The preparations for the experiments were painstaking. Righi simulated many target designs and pulse shapes to ensure the material would reach pressures of 3 million atmospheres and heat to 5,000 degrees Celsius but would not heat so quickly that it melted. That work is described in a 2022 Journal of Applied Physics paper.
Led by Kim, the campaign's responsible individual, the team conducted direct laser-driven experiments at NIF using the Rayleigh-Taylor (RT) instability, which occurs when a lighter material accelerates a denser one and induces unstable growth of interface perturbations. An everyday example is pouring vinegar over olive oil.
The lasers fired on a 5.35-millimeter square target composed of layers of different materials with a ripple pattern etched onto the iron surface. A precisely timed set of backlighter beams later fired on a thin metal foil, producing high-energy X-rays that image the target to evaluate the ripple growth at a different time in each experiment. Simultaneously, an optical laser, VISAR, tracked rear surface velocity to measure the pressure conditions achieved.
The research team then used state-of-the-art codes and high-performance computing to interpret the results from radiation hydrodynamic and molecular-dynamic simulations. The hydrodynamic simulations gave a big-picture view of what happened during the experiment, while molecular dynamics revealed the material response at the atomic level. Simulation results, constrained by the experimental data, provided the strength of iron at relevant conditions.
They also discovered an unpredicted effect of iron undergoing a pressure-induced phase transition - a re-arrangement of its atoms - which furthermore breaks up its microstructure into small grains. Both changes can also influence rheological behavior. The team found that high-pressure, ε-Fe derived from initially single crystal [001] α-Fe is consistently stronger than that from [111] α-Fe, contrary to the trend at ambient conditions. Large molecular dynamics simulations showed the same pattern, suggesting that the difference arises from how these two orientations of iron experience the low-pressure phase transition and later deformation in the ε phase.

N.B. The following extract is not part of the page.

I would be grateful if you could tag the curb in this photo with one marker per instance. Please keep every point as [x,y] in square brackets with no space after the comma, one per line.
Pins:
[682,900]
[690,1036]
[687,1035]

"Understanding material strength and how it depends on microstructure in Earth's inner core is important because it may influence seismic anisotropy, or how earthquake waves travel through the inner core, which is linked to core dynamics and magnetic field history," Kim said.

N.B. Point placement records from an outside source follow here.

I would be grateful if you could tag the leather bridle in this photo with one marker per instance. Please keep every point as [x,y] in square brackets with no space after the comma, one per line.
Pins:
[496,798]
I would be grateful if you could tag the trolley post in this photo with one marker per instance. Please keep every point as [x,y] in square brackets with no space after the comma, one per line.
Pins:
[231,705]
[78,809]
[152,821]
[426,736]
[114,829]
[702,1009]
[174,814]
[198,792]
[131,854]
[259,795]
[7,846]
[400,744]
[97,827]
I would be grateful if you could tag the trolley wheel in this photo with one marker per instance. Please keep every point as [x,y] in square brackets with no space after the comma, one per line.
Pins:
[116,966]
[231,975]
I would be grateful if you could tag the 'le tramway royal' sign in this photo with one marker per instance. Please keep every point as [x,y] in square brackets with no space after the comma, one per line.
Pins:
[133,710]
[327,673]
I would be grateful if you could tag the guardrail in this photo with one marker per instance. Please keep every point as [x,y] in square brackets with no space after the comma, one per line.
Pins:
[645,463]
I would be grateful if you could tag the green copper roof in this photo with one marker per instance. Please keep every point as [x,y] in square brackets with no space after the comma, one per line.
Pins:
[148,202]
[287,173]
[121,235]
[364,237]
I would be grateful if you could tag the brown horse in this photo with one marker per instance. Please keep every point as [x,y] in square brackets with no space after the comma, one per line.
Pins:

The researchers hope to advance this research by studying the area of mixing between the Earth's inner and outer cores.
"This new, exciting result further deepens our understanding of the extreme flow behavior of phase-changing materials," Righi said. "I've been working on this project since I was a graduate student. I'm excited to be able to continue working in the field and see just how far we can push the NIF strength platform."

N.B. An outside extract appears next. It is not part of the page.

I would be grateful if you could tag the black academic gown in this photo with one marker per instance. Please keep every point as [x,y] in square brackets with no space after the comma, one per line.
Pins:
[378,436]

The project also marked an important step in Righi's career. As a graduate student working under UCSD professor and frequent discovery science collaborator Marc Meyers, she helped design and carry out the experiments as part of her Ph.D. thesis research. After earning her Ph.D., she became the inaugural Harold Brown LLNL postdoctoral fellow and joined LLNL as a staff scientist in 2025.
Kim and Righi are joined on the paper by LLNL researchers Thomas Lockard, Robert Rudd, Camelia Stan, Christopher Wehrenberg and Hye-Sook Park; Orlando Deluigi and Eduardo Bringa of Argentina's Universidad de Mendoza; Carlos Ruestes of the Universidad Politécnica de Madrid; Arianna Gleason of SLAC and Stanford University; and Marc Meyers of the University of California, San Diego.